Defects will occur in buildings. It is one of the great certainties in construction, the equivalent of death and taxes in life more generally
Defining a defect
Generally a defect is
anything which renders the [works] unfit for the use for which it is intended, when used in a reasonable way and with reasonable care
The standard form construction and engineering contracts define defects differently:
- any defects shrinkages or other faults [appearing] within the relevant Rectification Period due to any failure of the Contractor to comply with his obligations under this Contract [JCT DB 2016 clause 2.35]

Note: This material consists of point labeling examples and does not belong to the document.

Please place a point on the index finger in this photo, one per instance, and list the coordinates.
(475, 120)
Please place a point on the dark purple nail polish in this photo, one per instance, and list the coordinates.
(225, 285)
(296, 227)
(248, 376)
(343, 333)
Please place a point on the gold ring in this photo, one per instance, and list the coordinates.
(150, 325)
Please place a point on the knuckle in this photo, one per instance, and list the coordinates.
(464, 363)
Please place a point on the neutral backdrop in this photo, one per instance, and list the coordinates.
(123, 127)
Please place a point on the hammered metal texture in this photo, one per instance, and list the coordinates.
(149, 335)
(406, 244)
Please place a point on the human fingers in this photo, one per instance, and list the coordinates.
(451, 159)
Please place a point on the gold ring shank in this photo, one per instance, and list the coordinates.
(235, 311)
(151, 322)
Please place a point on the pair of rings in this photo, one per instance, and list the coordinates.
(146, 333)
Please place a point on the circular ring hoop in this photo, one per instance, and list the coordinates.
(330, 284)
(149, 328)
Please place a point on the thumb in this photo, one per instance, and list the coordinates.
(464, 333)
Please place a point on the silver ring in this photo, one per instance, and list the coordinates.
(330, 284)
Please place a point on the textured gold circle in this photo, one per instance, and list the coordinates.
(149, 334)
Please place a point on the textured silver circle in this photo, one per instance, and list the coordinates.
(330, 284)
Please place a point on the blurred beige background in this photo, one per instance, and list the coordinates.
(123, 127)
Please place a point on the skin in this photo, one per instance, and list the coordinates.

- a part of the works which is not in accordance with the Works Information, or a part of the works designed by the Contractor which is not in accordance with the applicable law or the Contractor’s design which the Project Manager has accepted [NEC3 clause 11.2(5)]
- any defect in or damage to any part of the Works and which arises either from any defective materials, workmanship or design or from any act or omission of the Contractor during the defects period except where the defects arose from designs provided by the Purchaser or Engineer in relation to which the Contractor disclaimed responsibility under clause 13.3 [MF/1 rev 6 clause 36.2]
Types of defect
There are two types of defect: patent and latent.
- Patent defects are defects that are visible or capable of being discovered (observed and observable).
- Latent defects are not reasonably discoverable and often come to come to light after completion and even after the defects period.
The next post considers when those defects can be resolved by the parties.
Quote at top from article by Harrison Consult quoting Professor Anthony Lavers. Definition of a defect from Yarmouth v France (1887) 19 QBD 647. See also Tate v Latham  1 QB 502 where a defect meant the absence of an item essential to complete the works – even if the works were operable without the item.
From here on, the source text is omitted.